Young Guatemalan immigrant crushed to death after fall into mixer at Brooklyn tortilla factory

BY Edgar Sandoval, Henrick Karoliszyn and John Lauinger
DAILY NEWS STAFF WRITERS

Originally Published:Monday, January 24th 2011, 9:04 AM
Updated: Monday, January 24th 2011, 5:38 PM

A young Guatemalan immigrant was crushed to death when he fell into a mixer at a Brooklyn tortilla factory early Monday, police said.

Juan Baten, 22, tumbled into a waist-high tub that was mixing dough at the Tortilleria Chinantla factory on Grand St. in Williamsburg, police and his wife said.

Cops say security video from the plant shows the victim reaching into the mixer, as if to grab something, and being sucked in, police said.

"I'm still in shock," Baten's common-law wife, Rosario Ramirez, 23, told the Daily News. "I got a call at 2:30 a.m. They told me he fell into the machine."

At the couple's tiny studio apartment in Bushwick Monday afternoon, candles burned on either side of a framed picture of Baten and Ramirez and their 7-month-old daughter, Daisy Stefanie.

Fighting back tears as she spoke, Ramirez recalled how her husband was raised in a small Guatemalan village and came to America six years ago.

She said he had been working at the factory without legal documents. He earned minimum wage, but worked long hours so he could support their budding family.

"He worked six days a week, nine hours a day," she said. "He didn't complain; he liked his job."
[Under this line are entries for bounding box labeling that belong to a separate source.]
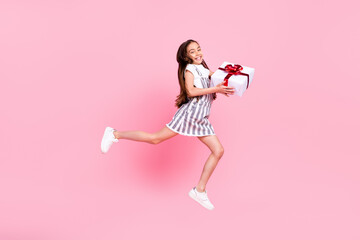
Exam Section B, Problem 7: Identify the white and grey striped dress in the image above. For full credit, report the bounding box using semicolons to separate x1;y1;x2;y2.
166;64;215;136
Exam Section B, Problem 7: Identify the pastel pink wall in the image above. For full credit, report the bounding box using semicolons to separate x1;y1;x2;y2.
0;0;360;240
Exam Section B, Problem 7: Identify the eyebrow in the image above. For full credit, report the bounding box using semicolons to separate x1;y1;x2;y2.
189;46;201;52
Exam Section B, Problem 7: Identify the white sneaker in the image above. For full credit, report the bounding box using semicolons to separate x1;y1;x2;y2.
189;187;215;210
101;127;119;153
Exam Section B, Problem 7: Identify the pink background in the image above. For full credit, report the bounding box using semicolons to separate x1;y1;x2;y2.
0;0;360;240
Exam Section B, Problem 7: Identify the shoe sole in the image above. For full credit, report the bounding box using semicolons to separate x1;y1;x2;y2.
189;190;215;210
100;127;111;154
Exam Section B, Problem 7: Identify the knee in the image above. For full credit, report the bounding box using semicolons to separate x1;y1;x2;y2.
149;134;161;145
213;147;224;159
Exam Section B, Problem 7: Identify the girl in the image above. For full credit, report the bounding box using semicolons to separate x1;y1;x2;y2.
101;39;235;210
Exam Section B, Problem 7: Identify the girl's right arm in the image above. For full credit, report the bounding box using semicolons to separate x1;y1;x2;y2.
185;70;235;97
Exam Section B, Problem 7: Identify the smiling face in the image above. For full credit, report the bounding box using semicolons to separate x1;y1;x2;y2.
186;42;203;65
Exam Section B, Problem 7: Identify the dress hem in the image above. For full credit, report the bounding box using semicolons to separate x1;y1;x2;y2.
165;124;216;137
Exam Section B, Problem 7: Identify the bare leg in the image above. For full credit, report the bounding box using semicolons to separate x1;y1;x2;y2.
196;135;224;192
114;126;178;144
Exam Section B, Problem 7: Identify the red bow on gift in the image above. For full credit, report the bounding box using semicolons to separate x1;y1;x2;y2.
219;64;249;89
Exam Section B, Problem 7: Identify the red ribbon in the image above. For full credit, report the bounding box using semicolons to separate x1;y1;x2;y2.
219;64;249;89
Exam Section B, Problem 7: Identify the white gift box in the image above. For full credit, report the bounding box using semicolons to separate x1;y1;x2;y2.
210;62;255;97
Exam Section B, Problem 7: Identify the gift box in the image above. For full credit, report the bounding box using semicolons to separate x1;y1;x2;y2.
210;62;255;96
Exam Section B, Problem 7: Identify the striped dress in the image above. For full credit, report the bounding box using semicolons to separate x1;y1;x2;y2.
166;64;215;137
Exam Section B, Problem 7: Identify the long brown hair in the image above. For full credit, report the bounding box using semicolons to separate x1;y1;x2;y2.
175;39;216;108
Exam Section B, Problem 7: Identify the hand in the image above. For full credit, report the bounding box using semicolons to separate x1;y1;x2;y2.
216;81;235;97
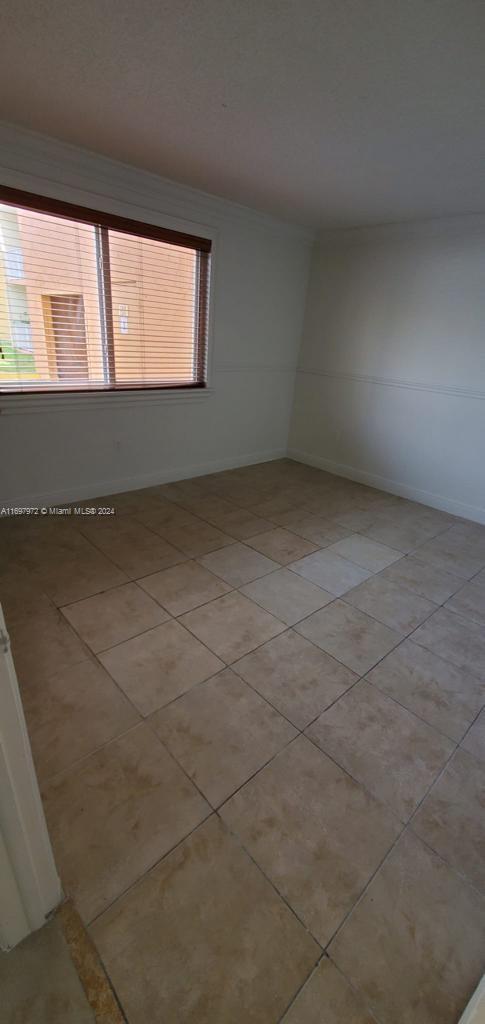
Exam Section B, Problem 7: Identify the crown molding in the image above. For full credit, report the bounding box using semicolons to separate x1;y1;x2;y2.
0;122;314;245
316;210;485;249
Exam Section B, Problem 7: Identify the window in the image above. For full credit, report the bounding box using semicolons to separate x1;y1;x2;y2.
0;187;211;393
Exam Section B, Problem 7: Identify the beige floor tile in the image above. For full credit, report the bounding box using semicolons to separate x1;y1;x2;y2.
0;919;95;1024
240;569;335;626
21;660;139;779
92;487;165;516
281;956;376;1024
332;508;379;534
0;565;54;629
329;835;485;1024
180;594;284;665
290;549;371;597
295;601;401;676
206;508;272;541
178;495;237;526
251;497;299;521
26;535;127;605
274;509;351;548
199;544;279;587
412;749;485;895
366;640;485;742
345;575;437;636
43;723;209;922
365;512;447;554
307;680;454;821
461;708;485;761
327;534;402;572
138;561;231;615
232;630;358;729
9;609;88;685
92;817;319;1024
381;555;464;604
134;502;201;537
159;519;234;558
446;570;485;626
99;612;224;715
150;669;297;807
220;736;400;946
79;516;184;580
62;583;170;653
412;608;485;679
248;526;317;565
307;680;454;821
409;527;485;580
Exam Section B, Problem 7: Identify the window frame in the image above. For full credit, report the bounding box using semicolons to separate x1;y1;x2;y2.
0;184;213;400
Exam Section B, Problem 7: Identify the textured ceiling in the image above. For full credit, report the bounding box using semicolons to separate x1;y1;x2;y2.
0;0;485;227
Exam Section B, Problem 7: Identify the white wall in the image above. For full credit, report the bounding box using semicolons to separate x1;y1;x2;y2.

"He did everything so we could have a better life," she added, noting she plans to bury him in his homeland.

A fellow worker called 911 after the accident, but Baten was dead by the time emergency responders arrived, police said.

The federal Occupational Safety and Health Administration is also probing the accident. A spokesman for the federal agency said it has not previously investigated the factory.
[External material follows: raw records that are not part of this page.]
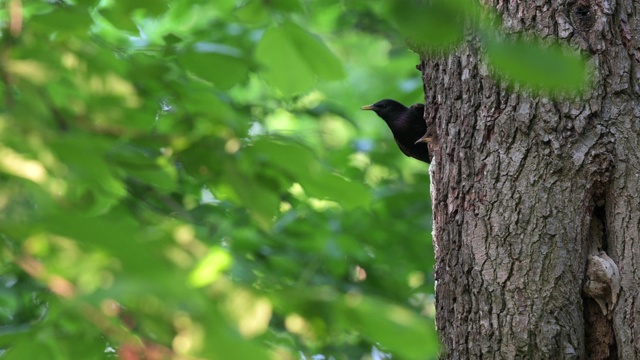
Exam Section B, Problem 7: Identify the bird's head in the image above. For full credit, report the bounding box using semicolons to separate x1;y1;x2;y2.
360;99;407;122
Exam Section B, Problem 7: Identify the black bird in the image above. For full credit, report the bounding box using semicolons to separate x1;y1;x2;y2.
360;99;433;164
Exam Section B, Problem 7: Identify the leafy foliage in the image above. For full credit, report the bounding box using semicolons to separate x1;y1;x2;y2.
0;0;592;359
0;0;437;359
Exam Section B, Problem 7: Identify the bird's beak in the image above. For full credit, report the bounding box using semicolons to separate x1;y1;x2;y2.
414;132;433;145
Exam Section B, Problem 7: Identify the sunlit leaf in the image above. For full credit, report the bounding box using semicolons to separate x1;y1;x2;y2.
189;249;231;287
256;22;344;95
180;44;248;89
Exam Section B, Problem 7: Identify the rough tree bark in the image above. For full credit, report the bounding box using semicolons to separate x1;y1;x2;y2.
420;0;640;359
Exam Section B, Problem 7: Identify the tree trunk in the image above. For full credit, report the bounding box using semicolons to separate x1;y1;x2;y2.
421;0;640;359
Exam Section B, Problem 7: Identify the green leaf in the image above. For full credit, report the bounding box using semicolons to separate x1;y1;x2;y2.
387;0;472;50
484;36;587;92
31;7;93;34
345;294;439;359
250;138;371;208
256;22;344;95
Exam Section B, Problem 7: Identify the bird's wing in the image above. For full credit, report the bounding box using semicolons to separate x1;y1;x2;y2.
393;136;411;157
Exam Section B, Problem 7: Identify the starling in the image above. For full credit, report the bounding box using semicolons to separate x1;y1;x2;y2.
361;99;433;164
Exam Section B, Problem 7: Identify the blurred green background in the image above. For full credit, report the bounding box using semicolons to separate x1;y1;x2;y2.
0;0;438;360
A message left on an answering machine at the factory Monday morning was not returned.

Ramirez said all she could think about was her last conversation with her husband.
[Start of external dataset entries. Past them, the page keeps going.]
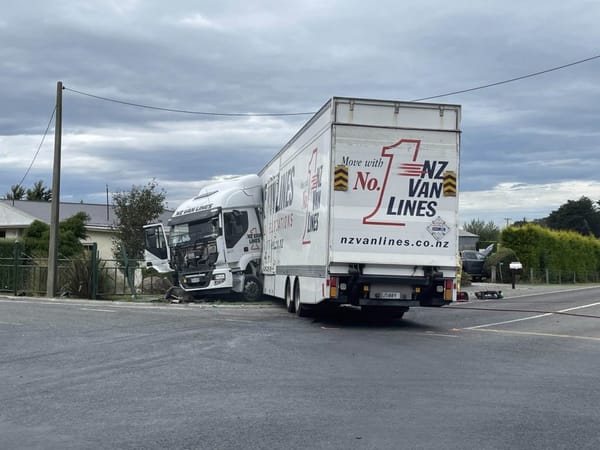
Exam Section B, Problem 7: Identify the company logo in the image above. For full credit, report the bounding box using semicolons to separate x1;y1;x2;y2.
302;148;323;244
353;139;448;226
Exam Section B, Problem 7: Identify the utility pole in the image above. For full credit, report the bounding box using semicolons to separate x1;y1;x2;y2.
46;81;63;297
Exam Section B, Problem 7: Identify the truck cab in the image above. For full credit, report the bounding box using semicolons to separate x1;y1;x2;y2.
144;175;262;300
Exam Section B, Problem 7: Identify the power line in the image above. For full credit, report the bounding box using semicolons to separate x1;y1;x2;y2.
17;106;56;186
64;87;314;117
63;55;600;117
412;55;600;102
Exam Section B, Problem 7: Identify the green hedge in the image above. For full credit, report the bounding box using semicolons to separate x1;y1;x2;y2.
0;239;15;258
500;224;600;272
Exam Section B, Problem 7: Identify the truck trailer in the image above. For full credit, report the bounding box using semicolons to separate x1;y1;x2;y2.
146;97;461;316
259;98;460;316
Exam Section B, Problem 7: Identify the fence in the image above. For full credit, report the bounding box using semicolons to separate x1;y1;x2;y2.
0;243;169;299
488;267;600;284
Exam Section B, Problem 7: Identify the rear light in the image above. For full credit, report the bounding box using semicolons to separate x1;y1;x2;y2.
444;279;454;301
327;277;338;298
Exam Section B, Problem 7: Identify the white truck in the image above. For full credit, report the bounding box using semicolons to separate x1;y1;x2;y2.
146;97;460;316
259;98;460;316
144;175;262;300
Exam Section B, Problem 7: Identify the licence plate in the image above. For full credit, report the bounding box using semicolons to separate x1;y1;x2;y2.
374;292;402;300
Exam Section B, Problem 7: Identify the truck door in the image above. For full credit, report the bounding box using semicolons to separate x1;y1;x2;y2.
223;210;249;264
144;223;172;273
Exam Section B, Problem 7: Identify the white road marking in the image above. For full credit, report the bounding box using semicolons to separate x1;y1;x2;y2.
465;328;600;341
464;302;600;330
79;308;116;312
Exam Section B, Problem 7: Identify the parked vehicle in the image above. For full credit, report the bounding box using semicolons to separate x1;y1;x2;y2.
144;175;262;300
146;97;460;316
460;245;494;281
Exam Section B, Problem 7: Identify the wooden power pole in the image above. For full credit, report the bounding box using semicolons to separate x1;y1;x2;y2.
46;81;63;297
He usually worked from 5 p.m. until 2 a.m., and always called to check on her about 10 p.m., she said. It was the same on Sunday night - and she only wishes she had said more.

"He would call to say, 'Hi.' It was normal. When I spoke to him yesterday it was the same," she recalled. "I didn't think about it. It was the last time I spoke to him."

She choked up.

"He told me and our daughter, 'I'll see you later.' We never saw him later."